Data Architect, Data Foundry
Eli Lilly and Company · San Diego, CA · 3 wk ago
Engineering$132k–$194k/yrFull-time
About the role
Lilly is seeking Data Architects to design and build the data infrastructure that enables AI-native drug discovery. This role is foundational to Architecture4Insight, where everything the software engineering team builds depends on the data models and platform architecture designed by this team.
Responsibilities
- Data Modeling & Ontologies
- Design and implement data models, schemas, and ontologies for chemical, biological, and automation-generated data serving discovery workflows across the portfolio.
- Define and maintain controlled vocabularies, metadata standards, and FAIR-compliant data frameworks in partnership with Preparedness4Insight.
- Implement semantic data standards (RDF, OWL, SPARQL) and ontology engineering practices to create interoperable, machine-readable scientific data.
- Data Platform & Lakehouse Architecture
- Design and implement data lakehouse architecture using modern platforms (Databricks, Snowflake, or equivalent).
- Build and optimize ETL/ELT pipelines using Spark, dbt, or similar tools to transform raw scientific data into analytical and ML-ready formats.
- Implement real-time and streaming data integration (Kafka, Kinesis, event-driven patterns) connecting LIMS, instruments, and lab automation systems to the data infrastructure.
- Knowledge Graph & Specialized Data Systems
- Design and implement knowledge graphs (Neo4j, Amazon Neptune, TigerGraph) capturing molecular, target, pathway, and experimental relationships across the discovery landscape.
- Architect specialized data solutions: array databases (TileDB) for genomics/imaging, document stores (MongoDB) for experimental records, and vector databases for embedding-based retrieval supporting ML and RAG workflows.
- Build query and traversal patterns enabling scientists and AI agents to ask relational questions across the entire data landscape.
- Cross-Functional Partnership
- Partner with scientific software engineers to ensure data architectures are implementable, performant, and well-documented.

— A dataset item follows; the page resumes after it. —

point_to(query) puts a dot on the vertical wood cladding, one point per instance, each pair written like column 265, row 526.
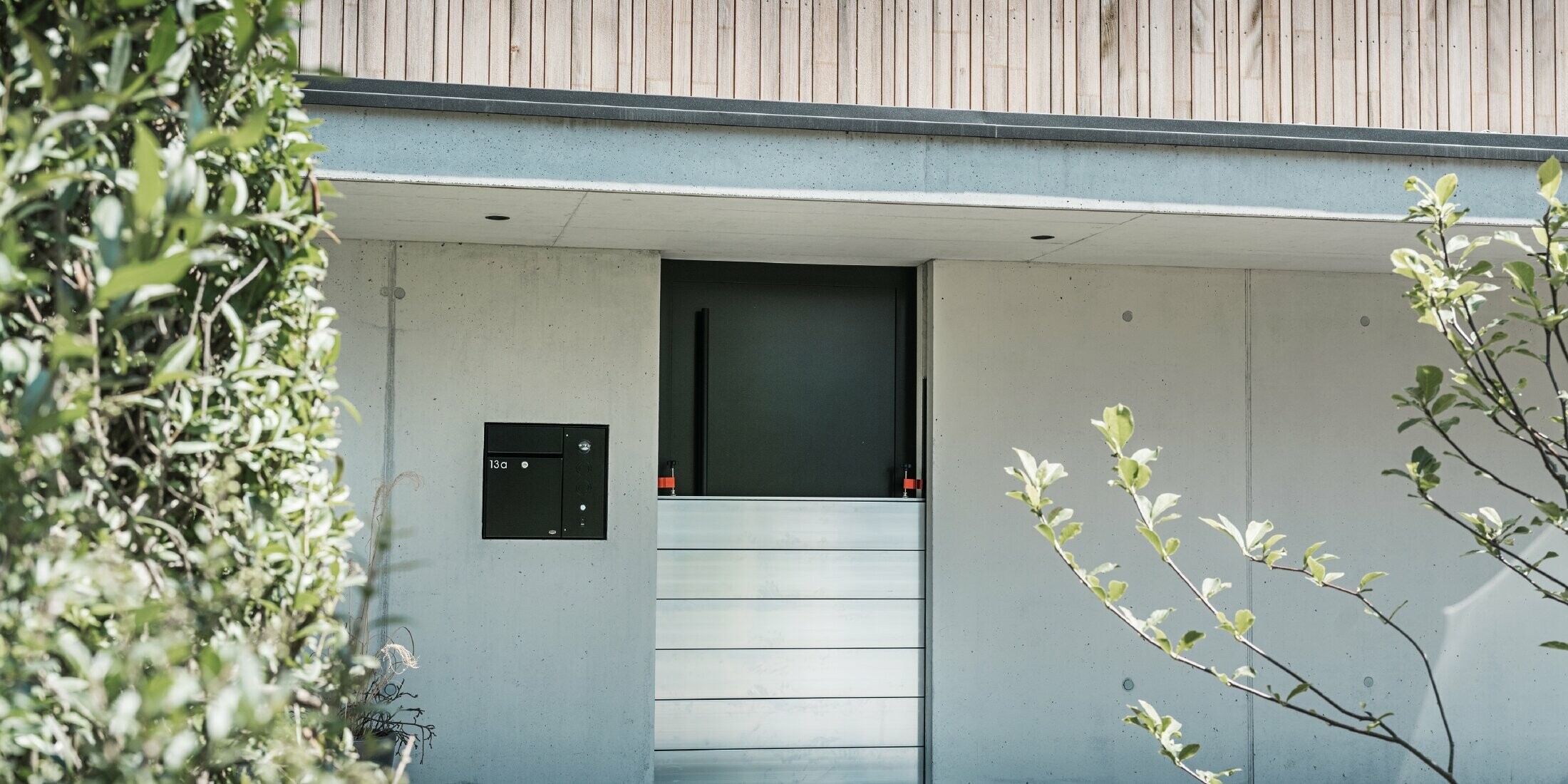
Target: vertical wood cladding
column 1440, row 65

- Collaborate with Methods4Insight to design data structures supporting analytical model training, deployment, and evaluation.
- Work with Tech@Lilly to define scaling strategies, ensure enterprise compliance, and transition data architectures to production-grade management.
- Contribute to build-versus-buy-versus-adopt decisions by evaluating commercial and open-source data platforms against Data Foundry requirements.
Requirements
- B.S. or M.S. in Computer Science, Data Science, Bioinformatics, Computational Biology, Information Science, or related STEM field; Ph.D. valued for ontology and knowledge graph roles.
- B.S. with 7+ years and M.S. with 5+ years of data architecture, data engineering, or scientific informatics' experience.
- SQL skills and experience in multiple database paradigms (relational, graph, document, columnar, key-value).
Preferred Qualifications
- Expertise in at least one of: data modeling/ontologies, data platform engineering (Databricks, Snowflake, Spark), or graph/specialized databases (Neo4j, Neptune, MongoDB).
- Familiarity with cloud platforms (AWS, Azure, or GCP) and modern data integration patterns.
- Understanding of scientific data types and experimental workflows in life sciences or pharma (chemical, biological, HTE data).
- Strong communication skills with ability to translate data architecture concepts for both technical and scientific audiences.
- Pharmaceutical or biotech research industry experience, particularly in discovery data management or research informatics.
- Experience with semantic web technologies: RDF, OWL, SPARQL, Protégé, or equivalent ontology engineering tools.
- Hands-on experience with graph databases (Neo4j, Neptune, TigerGraph) and knowledge graph design patterns for scientific data.
- Data lakehouse architecture experience: Databricks (Delta Lake, Unity Catalog), Snowflake, or equivalent; ETL/ELT with Spark, dbt.
- Experience with streaming/real-time data platforms (Kafka, Kinesis, Flink) and event-driven architectures.
- Familiarity with LIMS, ELN systems (e.g., Benchling), and laboratory instrument data integration.
- Experience with vector databases (Pinecone, Weaviate, pgvector) and embedding-based retrieval for ML/RAG applications.
- Array database experience (TileDB, Zarr) for genomics, imaging, or high-dimensional scientific data.
- Experience with bioinformatics data formats (FASTA, BAM/CRAM, VCF) and biological sequence databases; familiarity with NGS data pipelines and proteomics data management.
- FAIR data principles implementation experience and Data Readiness Level frameworks.
- Scientific data standards and controlled vocabularies in chemistry (InChI, SMILES) or biology (Gene Ontology, UniProt, pathway databases such as Reactome or KEGG).